Valence control of Pr in ZrO2 nanocrystals by aliovalent Gd3+ co-doping

Praseodymium doped ZrO2 materials were prepared via sol-gel route and structurally characterized by X ray powder diffraction (XPD) technique as well as Rietveld refinements. The addition of the Gd3+ co-dopant gradually changes the zirconia structure from monoclinic to tetragonal, and then to cubic. Intensification of the Pr3+ luminescence was observed with the increasing Gd3+ co-dopant concentration. Emission spectra of the Zr0.99−xGdxPr0.01O2 materials show an initial strengthening of the red emission of Pr3+ (1D2→3H4 transition) with increasing Gd3+ co-doping. However, the luminescence is quenched at the highest Gd3+ concentration-possibly due to strongly increased concentration of the charge compensation defects. The valence change (PrIV→Pr3+) is supported by the XANES results on the LIII edge of Pr.
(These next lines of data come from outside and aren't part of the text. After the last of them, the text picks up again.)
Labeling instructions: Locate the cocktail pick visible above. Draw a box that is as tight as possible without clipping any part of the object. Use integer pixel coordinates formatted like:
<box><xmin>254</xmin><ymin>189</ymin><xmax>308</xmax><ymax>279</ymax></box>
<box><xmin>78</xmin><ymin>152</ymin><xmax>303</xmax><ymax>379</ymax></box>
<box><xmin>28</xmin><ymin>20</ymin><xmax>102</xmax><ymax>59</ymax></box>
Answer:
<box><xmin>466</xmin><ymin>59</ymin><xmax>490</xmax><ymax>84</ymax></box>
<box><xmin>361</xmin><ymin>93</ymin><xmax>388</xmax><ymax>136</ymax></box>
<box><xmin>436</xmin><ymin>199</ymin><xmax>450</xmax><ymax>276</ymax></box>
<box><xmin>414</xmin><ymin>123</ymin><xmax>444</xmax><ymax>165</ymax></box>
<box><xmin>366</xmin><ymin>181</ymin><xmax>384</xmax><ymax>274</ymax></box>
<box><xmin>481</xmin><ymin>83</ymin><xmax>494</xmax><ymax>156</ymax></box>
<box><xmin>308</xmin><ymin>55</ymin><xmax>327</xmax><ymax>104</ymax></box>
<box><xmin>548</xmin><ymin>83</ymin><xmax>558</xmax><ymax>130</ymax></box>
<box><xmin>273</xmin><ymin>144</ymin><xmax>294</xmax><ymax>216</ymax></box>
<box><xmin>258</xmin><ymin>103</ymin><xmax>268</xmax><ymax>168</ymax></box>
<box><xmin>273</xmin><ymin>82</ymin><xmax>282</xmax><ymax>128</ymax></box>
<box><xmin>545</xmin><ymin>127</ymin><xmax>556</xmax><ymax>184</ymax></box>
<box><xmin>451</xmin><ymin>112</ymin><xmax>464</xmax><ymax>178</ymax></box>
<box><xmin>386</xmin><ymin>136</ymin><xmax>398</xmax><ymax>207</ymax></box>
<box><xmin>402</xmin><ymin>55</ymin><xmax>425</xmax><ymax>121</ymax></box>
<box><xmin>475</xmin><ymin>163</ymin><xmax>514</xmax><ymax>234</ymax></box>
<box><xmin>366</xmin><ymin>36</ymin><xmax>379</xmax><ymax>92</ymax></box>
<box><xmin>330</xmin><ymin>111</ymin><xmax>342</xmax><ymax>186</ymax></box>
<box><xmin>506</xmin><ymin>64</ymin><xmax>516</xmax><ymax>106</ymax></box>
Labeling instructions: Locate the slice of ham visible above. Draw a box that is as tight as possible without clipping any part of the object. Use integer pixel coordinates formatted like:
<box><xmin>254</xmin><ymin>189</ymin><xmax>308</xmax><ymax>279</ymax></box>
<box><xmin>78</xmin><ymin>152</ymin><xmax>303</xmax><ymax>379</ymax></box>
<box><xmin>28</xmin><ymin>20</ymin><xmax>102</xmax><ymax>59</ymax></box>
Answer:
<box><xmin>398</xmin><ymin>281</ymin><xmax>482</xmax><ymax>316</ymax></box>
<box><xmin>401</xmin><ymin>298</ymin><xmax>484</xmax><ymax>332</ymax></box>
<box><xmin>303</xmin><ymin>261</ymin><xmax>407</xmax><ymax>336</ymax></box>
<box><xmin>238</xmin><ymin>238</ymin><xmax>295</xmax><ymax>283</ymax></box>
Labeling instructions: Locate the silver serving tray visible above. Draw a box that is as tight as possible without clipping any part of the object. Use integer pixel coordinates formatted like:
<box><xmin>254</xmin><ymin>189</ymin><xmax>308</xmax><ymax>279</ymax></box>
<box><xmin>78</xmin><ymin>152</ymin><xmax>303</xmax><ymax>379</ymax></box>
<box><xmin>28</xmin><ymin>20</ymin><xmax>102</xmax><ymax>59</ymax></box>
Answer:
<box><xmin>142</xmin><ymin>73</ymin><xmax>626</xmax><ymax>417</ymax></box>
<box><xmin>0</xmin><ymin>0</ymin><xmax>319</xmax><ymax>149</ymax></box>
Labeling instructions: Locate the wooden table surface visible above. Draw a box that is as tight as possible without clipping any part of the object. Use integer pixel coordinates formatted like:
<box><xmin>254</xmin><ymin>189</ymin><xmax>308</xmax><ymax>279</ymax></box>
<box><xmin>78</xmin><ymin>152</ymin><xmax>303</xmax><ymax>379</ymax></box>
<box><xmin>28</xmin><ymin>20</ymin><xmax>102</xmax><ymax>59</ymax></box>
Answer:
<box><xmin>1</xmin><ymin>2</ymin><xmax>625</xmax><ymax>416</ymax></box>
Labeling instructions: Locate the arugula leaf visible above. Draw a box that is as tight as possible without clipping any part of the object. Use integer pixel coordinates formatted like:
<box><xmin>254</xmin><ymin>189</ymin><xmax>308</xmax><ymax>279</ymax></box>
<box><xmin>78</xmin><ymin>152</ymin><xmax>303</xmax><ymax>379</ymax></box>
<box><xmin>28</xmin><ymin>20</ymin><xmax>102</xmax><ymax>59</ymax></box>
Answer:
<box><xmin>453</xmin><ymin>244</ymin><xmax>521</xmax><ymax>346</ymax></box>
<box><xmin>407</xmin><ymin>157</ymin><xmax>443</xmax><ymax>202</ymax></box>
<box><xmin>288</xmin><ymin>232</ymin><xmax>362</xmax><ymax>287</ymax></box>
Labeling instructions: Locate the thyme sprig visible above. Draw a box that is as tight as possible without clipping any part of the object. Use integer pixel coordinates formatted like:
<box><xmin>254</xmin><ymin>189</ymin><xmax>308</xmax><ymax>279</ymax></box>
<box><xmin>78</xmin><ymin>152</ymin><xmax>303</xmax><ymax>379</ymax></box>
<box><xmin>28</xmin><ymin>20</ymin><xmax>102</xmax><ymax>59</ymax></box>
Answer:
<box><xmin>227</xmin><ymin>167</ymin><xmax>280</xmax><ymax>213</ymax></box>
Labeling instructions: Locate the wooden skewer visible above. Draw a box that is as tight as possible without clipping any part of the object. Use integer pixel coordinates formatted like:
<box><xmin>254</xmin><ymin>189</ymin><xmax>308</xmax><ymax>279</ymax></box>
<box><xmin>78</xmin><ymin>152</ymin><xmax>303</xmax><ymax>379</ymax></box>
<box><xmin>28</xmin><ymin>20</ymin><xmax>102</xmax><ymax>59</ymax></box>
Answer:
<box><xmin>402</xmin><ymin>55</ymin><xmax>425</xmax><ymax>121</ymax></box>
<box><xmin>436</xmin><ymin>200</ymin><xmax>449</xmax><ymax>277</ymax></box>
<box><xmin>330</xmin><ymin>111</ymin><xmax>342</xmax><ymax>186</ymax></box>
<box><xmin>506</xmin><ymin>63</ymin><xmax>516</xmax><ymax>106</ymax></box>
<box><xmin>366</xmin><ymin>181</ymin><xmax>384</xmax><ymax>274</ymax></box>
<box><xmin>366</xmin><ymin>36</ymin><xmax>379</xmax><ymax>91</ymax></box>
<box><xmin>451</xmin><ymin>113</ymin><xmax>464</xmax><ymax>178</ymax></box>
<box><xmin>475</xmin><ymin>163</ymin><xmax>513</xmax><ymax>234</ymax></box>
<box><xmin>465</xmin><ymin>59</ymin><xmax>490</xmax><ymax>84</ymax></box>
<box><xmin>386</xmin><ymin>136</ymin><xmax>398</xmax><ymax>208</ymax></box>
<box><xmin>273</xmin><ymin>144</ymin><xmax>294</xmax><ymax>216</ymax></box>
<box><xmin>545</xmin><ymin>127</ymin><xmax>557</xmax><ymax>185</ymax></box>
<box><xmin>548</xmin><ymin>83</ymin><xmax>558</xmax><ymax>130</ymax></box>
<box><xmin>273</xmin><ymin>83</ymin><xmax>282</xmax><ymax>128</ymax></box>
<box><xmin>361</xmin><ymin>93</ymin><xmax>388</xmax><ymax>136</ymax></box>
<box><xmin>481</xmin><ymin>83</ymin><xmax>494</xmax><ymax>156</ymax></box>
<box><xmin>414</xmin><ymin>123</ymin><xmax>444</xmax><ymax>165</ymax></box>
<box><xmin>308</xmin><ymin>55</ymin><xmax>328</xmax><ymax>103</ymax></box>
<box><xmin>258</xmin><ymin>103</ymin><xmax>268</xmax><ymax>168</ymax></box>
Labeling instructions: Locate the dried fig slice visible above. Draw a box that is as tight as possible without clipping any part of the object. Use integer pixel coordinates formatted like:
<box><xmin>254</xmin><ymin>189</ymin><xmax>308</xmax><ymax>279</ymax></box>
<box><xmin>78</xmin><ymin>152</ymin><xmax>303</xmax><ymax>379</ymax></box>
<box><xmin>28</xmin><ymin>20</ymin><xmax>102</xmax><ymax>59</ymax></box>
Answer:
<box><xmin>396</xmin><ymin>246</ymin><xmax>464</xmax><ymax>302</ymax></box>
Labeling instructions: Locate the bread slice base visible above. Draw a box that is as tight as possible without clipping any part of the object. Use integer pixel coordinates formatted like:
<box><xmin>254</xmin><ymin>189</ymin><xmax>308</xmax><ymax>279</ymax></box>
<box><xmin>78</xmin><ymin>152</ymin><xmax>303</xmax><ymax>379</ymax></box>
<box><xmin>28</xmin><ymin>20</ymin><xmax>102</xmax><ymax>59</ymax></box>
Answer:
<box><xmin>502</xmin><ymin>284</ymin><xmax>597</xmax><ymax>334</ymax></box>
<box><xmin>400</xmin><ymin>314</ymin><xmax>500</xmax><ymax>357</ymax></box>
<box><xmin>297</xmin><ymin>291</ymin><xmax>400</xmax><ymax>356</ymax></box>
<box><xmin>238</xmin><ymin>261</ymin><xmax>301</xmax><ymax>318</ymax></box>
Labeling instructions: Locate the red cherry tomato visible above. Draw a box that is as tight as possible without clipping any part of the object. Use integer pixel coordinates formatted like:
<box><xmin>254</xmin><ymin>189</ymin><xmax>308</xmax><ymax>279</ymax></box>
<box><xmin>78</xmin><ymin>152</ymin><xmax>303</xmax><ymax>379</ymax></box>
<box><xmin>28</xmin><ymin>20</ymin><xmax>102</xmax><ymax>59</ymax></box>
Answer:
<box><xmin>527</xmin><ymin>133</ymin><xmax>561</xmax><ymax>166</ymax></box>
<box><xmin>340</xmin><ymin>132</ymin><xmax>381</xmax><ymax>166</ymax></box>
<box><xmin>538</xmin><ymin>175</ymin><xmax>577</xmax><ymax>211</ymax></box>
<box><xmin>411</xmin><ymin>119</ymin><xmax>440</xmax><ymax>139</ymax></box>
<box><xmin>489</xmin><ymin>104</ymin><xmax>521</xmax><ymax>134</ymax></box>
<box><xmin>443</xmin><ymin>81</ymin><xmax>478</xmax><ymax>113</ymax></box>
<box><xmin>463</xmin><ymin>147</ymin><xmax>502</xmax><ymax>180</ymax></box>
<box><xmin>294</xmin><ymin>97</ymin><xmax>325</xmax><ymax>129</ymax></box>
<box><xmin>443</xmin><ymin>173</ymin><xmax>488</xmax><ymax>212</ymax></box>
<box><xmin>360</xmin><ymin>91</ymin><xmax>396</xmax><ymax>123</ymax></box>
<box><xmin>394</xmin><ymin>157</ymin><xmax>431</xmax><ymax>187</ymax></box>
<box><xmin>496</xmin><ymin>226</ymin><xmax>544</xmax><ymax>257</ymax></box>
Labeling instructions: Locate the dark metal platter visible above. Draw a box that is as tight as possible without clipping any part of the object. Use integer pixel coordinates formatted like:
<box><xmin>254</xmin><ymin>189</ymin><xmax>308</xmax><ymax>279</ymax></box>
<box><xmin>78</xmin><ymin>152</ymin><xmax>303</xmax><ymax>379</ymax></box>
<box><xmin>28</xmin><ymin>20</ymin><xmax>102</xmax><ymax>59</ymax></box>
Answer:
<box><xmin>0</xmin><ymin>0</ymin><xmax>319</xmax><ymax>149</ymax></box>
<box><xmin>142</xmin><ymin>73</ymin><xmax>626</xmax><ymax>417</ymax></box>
Although predominantly in the Pr3+ form irrespective of the Gd3+ concentration, the contribution from PrIV is clearly visible at low (or zero) Gd3+ concentrations leading to the loss of Pr3+ and to poor luminescence output. Though enhancing the emission intensity of Pr3+, the defect clusters engender short Pr3+-Pr3+ distances enhancing the cross-relaxation process coupling the 3P0→1D2 relaxation with the 3H4→3H6 excitation. This process leads to the high red/blue-green emission ratio by quenching the 3P0→3H4 transition in blue-green. Eventually, the increased Gd3+ co-doping dilutes the Pr3+ ions and, the cross-relaxation process becomes non-operational; the quenching of the 3P0→3H4 transition is reversed.